In Michigan a few weeks ago, I saw the second copy I’d ever seen of Kathleen Hoover’s and John Cage’s 1959 book Virgil Thomson: His Life and Music, in the possession of Thomson scholar Jennifer Campbell. The first copy I saw was in Thomson’s own apartment in 1989. I realized I had to have it, and of course was able to find a copy in pretty good shape via Amazon, for $75. Hoover wrote the biography, and Cage wrote about Thomson’s music, in tremendous detail. Were one of the authors not so famous, the book would not at all deserve republication. It’s the only writing I know of of Cage’s in which he subordinates his personality to his subject matter, in plain, expository prose. He’s stylish as ever, but flat, often euphemistic-seeming, searching for words and sometimes ending up without a point to justify his laborious cleverness. The discussion of Four Saints in Three Acts is about as unenthusiastic as I can imagine:
For the composition of Four Saints, Thomson applied a new creative method: seated at his piano, text before him, and singing, he improvised an entire act at a time until it became clear to him that the vocal line and harmony had taken stable form. This procedure placed faith in what he terms the “well-springs of the unconscious,” and does not view as a pollution the intrusion of individual taste and memory into those universal waters. [Interesting intrusion of Cage’s Zen ideas.] One may question the purity of such a modus, however, for the thematic relationships in his score are very knowing, and few of them differ from his earlier practices. This score stands apart from his previous Stein settings in that it defies analysis. Scholarly study of it yields nothing but statistics. These give the impression that the materials of music, in contrast to those of poetry, are becoming impoverished. There are 111 tonic-dominants, 178 scale passages, 632 sequences, 38 references to nursery tunes, and one to “My Country, ‘Tis of Thee.”…
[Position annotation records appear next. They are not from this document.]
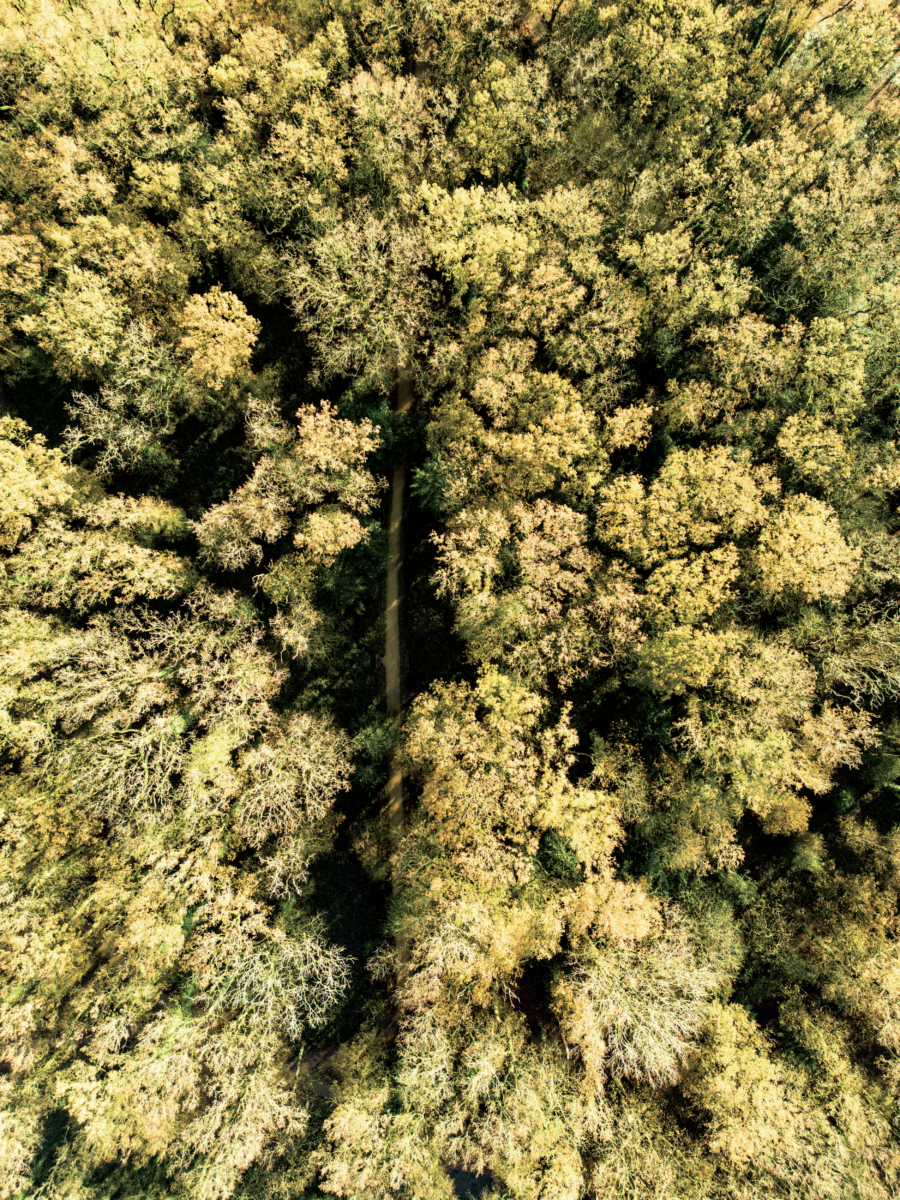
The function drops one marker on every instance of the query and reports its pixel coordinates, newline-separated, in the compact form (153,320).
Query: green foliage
(610,291)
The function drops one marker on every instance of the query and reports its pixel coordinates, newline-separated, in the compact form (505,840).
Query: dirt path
(391,648)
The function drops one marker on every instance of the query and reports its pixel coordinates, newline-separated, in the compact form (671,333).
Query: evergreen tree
(450,600)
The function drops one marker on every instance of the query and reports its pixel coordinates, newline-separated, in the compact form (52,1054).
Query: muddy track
(391,648)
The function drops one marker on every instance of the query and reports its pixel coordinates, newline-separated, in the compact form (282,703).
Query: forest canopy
(449,599)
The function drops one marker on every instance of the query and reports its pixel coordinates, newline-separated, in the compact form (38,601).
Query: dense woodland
(449,599)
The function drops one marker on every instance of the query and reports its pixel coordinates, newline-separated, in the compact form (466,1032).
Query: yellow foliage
(802,553)
(219,335)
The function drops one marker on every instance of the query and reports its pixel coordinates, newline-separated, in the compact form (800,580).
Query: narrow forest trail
(391,648)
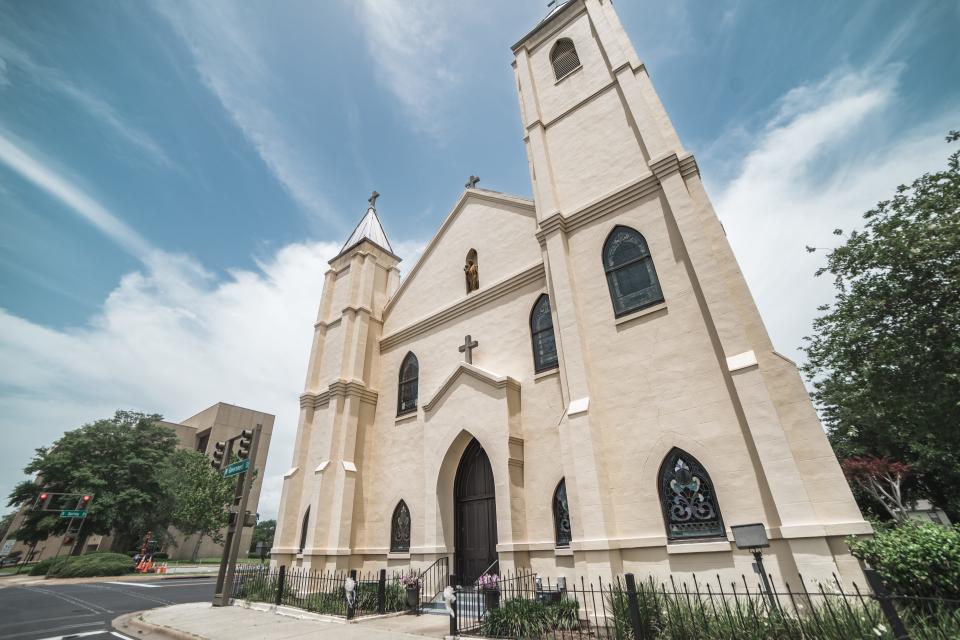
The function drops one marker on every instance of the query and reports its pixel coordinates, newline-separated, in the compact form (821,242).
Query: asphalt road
(41,612)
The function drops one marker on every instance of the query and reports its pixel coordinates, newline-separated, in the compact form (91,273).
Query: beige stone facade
(219,422)
(695,371)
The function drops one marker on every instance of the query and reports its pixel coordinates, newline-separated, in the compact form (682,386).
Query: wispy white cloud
(228,59)
(170,338)
(54,80)
(831,151)
(43,175)
(409,43)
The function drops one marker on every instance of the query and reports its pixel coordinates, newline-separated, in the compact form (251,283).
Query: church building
(579,384)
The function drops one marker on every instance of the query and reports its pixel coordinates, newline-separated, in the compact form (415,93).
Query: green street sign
(236,468)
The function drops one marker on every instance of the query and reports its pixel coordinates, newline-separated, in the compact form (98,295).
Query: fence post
(886,604)
(352,602)
(633,604)
(281,579)
(382,592)
(452,582)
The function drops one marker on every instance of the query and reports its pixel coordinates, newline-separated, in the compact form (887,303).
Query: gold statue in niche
(471,271)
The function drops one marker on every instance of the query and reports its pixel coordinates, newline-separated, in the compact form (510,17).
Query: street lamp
(753,538)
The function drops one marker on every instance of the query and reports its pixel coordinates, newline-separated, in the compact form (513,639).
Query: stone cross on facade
(469,344)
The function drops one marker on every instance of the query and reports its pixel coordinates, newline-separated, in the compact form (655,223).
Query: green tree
(885,356)
(201,497)
(263,533)
(122,461)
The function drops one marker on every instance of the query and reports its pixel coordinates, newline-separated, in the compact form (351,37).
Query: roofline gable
(468,194)
(488,377)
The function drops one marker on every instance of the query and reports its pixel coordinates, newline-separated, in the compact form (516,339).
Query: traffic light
(219,450)
(246,438)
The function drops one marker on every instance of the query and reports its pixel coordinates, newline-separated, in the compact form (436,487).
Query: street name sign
(236,468)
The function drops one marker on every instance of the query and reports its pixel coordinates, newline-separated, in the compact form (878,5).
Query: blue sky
(174,175)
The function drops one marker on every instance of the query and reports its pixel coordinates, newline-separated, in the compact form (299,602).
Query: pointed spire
(369,229)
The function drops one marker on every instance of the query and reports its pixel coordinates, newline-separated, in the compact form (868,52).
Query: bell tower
(315,522)
(602,151)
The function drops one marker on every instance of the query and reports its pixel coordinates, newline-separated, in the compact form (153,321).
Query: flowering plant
(488,581)
(410,580)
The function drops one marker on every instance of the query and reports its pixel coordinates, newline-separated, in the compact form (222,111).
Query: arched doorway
(475,515)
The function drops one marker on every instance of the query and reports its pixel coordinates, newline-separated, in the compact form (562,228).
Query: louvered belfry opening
(564,57)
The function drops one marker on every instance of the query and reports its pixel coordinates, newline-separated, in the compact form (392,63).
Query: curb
(135,621)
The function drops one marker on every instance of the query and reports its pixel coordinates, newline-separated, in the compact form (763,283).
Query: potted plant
(411,582)
(489,584)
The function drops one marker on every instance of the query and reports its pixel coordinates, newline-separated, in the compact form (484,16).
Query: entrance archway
(475,515)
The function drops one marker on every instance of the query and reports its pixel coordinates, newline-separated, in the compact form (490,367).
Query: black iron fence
(524,606)
(335,593)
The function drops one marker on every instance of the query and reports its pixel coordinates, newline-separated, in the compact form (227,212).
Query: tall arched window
(400,528)
(541,332)
(407,390)
(690,508)
(564,57)
(561,515)
(631,276)
(303,530)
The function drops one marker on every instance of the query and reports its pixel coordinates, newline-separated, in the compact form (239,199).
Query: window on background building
(561,515)
(541,332)
(400,528)
(564,57)
(690,509)
(409,379)
(303,529)
(631,276)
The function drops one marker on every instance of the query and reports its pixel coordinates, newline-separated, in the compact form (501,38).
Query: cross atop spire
(369,228)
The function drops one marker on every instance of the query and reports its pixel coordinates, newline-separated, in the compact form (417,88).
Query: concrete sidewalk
(202,621)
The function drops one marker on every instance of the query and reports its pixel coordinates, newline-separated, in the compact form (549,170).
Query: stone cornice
(338,389)
(472,302)
(645,186)
(492,379)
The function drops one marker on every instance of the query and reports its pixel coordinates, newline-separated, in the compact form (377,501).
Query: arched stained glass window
(541,332)
(400,528)
(407,391)
(564,58)
(303,529)
(631,276)
(561,515)
(690,508)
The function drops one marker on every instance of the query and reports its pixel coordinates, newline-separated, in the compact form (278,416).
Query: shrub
(914,559)
(44,566)
(94,564)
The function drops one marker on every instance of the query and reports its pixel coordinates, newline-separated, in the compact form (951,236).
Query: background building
(220,422)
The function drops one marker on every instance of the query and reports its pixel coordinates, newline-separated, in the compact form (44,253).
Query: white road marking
(73,626)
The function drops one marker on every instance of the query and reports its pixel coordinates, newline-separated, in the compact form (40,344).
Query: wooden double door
(475,515)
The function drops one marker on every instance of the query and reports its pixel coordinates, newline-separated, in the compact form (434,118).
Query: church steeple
(370,229)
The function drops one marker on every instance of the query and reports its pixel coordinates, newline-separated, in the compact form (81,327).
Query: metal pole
(231,546)
(758,556)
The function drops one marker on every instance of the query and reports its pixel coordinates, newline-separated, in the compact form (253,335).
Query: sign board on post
(236,468)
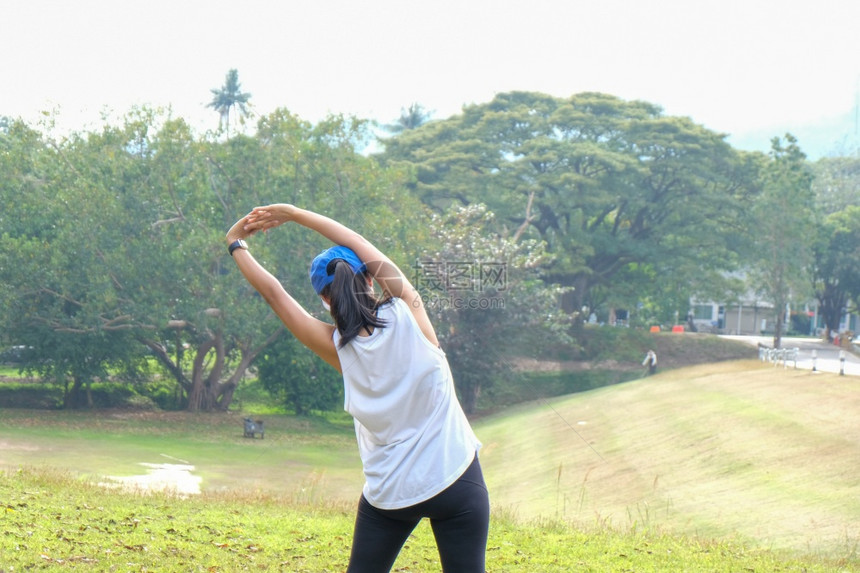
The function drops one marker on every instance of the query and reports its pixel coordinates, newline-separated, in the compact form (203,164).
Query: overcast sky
(736,66)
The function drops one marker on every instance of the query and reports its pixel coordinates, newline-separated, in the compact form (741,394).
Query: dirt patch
(170,478)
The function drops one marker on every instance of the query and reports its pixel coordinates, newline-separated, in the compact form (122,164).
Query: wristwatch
(237,244)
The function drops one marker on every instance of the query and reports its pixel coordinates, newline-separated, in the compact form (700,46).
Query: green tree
(782,218)
(836,265)
(299,378)
(410,118)
(608,184)
(228,97)
(487,299)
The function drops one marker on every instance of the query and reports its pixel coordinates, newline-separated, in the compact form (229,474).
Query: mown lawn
(53,521)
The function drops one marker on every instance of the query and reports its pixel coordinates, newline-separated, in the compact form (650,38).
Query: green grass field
(724,467)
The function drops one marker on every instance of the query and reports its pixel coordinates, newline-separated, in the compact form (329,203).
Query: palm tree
(227,97)
(410,118)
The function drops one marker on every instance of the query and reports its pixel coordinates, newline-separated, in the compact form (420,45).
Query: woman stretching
(417,449)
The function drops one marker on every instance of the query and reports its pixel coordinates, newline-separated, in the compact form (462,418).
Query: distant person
(651,362)
(419,453)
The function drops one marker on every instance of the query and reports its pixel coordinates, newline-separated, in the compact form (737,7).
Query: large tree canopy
(612,186)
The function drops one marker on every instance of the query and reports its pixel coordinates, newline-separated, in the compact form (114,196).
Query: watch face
(238,244)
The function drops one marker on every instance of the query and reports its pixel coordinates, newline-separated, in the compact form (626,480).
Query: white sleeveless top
(413,437)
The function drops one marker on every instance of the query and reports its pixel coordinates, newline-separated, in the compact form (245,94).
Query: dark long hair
(353,302)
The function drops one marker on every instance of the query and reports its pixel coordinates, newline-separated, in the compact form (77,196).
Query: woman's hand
(239,230)
(269,217)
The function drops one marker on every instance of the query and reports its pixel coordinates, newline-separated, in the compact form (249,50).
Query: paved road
(827,354)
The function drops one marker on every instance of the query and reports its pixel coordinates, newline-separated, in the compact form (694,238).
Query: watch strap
(237,244)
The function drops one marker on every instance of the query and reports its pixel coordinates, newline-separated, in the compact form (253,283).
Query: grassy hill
(734,449)
(738,450)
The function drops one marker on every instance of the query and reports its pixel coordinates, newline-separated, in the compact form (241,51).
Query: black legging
(459,516)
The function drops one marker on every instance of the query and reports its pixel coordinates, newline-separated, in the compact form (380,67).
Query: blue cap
(320,278)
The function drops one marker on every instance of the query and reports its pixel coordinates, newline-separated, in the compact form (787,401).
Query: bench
(777,355)
(253,427)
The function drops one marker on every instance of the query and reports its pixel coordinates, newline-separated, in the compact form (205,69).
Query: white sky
(736,66)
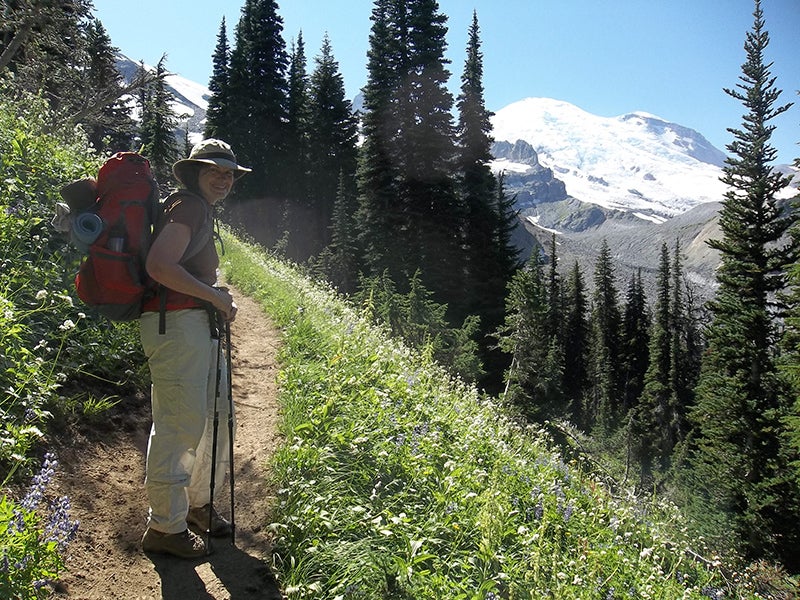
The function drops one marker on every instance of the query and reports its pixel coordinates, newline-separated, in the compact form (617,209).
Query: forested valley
(396,208)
Some find the opera too long, though its playing time is only ninety minutes. Actually, it is as long as might have been mathematically expected. Susie Asado is 3 pages; Preciosilla, 9; Capital, Capitals, 34; Four Saints (in piano score) takes up 144. The implication is a continuation of a series of works, respectively, 648, 3,240, and 17,826 pages long.
Have you ever seen a music writer sound so utterly bored and uninvolved? The book apparently caused quite an understandable rift in the Cage-Thomson relationship. However, there are nevertheless some wonderful glimpses of Thomson’s pithily reductive view of the world:
This was the period of WPA. With Orson Welles, John Houseman, and others, Thomson became part of the non-relief 10 percent professional assistance quota permitted. The group achieved a notable production of Macbeth, staged by Welles at the Lafayette Theater in Harlem with Negro actors and with voodoo chants and dances directed by Asadata Dafora Horton. Musical arrangements were assigned to Thomson, who orchestrated Lanner waltzes and worked out with Welles weather effects calculated to build up the sound of the actors’ voices. His original contributions were trumpet fanfares, one of which involved three players in the production of a tone-cluster. Then, as now, he was generally unenthusiastic about the musical possibilities of a Shakespearean script. “One can get in a little weather music,” he says, “and, once the characters are dead, sometimes a funeral. Otherwise it is mostly fanfares to get the actors on and off the stage.” He points out further that Shakespeare, initiating a theatrical movement in an England that had a strong and established musical life, had arranged matters so that his speeches and scenes would be forever free of competition from musical quarters.